The event closes Sept. 3 with the screening of a higher-profile pic, Gallic filmmaker James Huth’s “Happiness Never Comes Alone,” starring Sophie Marceau and Gad Elmaleh.

In between, there’s a major focus on discoveries in the First Films World Competition, World Greats and Focus on World Cinema sidebars, which are light on marquee names.

Greta Scacchi will be on hand as president of the jury while Volker Schlondorff will drop in to give a master class, and China Film Business Week will focus on that country’s booming movie scene.

In all, the fest will screen 432 films from 82 countries, including 212 features, of which 110 will have their world or international premieres at Montreal.

The Montreal fest doesn’t draw the crowds it used to but it remains a popular event for cinephiles, with longtime supporters remaining devoted to the event. .

But the local industry has gradually moved away from the fest and there has been a major decline in representation from the Quebec film milieu.

Once again this year, tongues have been wagging about the lack of top-drawer, made-in-Quebec features at the province’s biggest film fest.

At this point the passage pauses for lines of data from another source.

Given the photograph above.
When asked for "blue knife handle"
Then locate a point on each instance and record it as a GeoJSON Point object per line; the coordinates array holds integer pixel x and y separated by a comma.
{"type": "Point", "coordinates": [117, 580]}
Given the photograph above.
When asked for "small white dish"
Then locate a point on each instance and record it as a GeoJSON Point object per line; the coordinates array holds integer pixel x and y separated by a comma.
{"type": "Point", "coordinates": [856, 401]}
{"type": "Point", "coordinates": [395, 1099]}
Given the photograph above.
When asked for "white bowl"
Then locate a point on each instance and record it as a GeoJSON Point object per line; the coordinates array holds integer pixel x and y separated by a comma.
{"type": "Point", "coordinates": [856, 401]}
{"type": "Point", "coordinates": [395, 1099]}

The most prominent Quebecois film in the line-up is director Claude Gagnon’s “Karakara,” a Japan-set pic starring Gabriel Arcand and Youki Kudoh.

Part of Montreal’s issue is timing.

The massive Toronto Film Festival, one of the world’s top film confabs, opens three days after Montreal ends this year.

As usual, many of the hottest Quebec pics will unspool in Toronto, where filmmakers feel they have a better chance to launch internationally. Quebec films going to Toronto include Rafael Ouellet’s “Camion” and Anais Barbeau-Lavalette’s “Inch’Allah.”

The fest also frequently overlaps with the Venice Film Festival, which starts on Aug. 29, and it’s clear the Venice competition scoops up many of the top titles.

Montreal has dealt with these challenges by turning itself into a launch-pad for smaller, niche pics and as a place that can promote emerging filmmakers. And that’s a good thing for the kind of film that would get lost in the shuffle at the larger, more star-studded affairs.


Happiness Never Comes Alone
Director: James Huth
Stars: Sophie Marceau, Gad Elmaleh
The meeting of two very different personalities: Elmaleh plays a musician with few responsibilities; Marceau is a professional with two ex-husbands and three children.

Two Jacks
Director: Bernard Rose
Stars: Billy Zane, Sienna Miller
Loosely adapted from Leo Tolstoy’s short story “Two Hussars,” pic looks at two generations of a Hollywood film-biz family.

Director: Claude Gagnon
Stars: Gabriel Arcand, Youki Kudoh
A retired professor plans a trip to the Okinawa islands with a woman on the run from her violent husband.

Director: Yasuo Furuhata
Stars: Ken Takakura, Yuko Tanaka
A wife leaves a posthumous request that her ashes be spread in the sea off the coast of her hometown and also lets her husband know there’s a letter waiting for him at the post office there.

Orange Honey
Director: Imanol Uribe
Stars: Iban Garate, Bianca Suarez
A love story set in Andalusia, Spain, in the 1950s.

Closed Season
Director: Franziska Schlotterer
Stars: Brigitte Hobmeier, Hans-Jochen Wagner
In 1942, a man fleeing the Nazis takes refuge with a farmer in the Black Forest.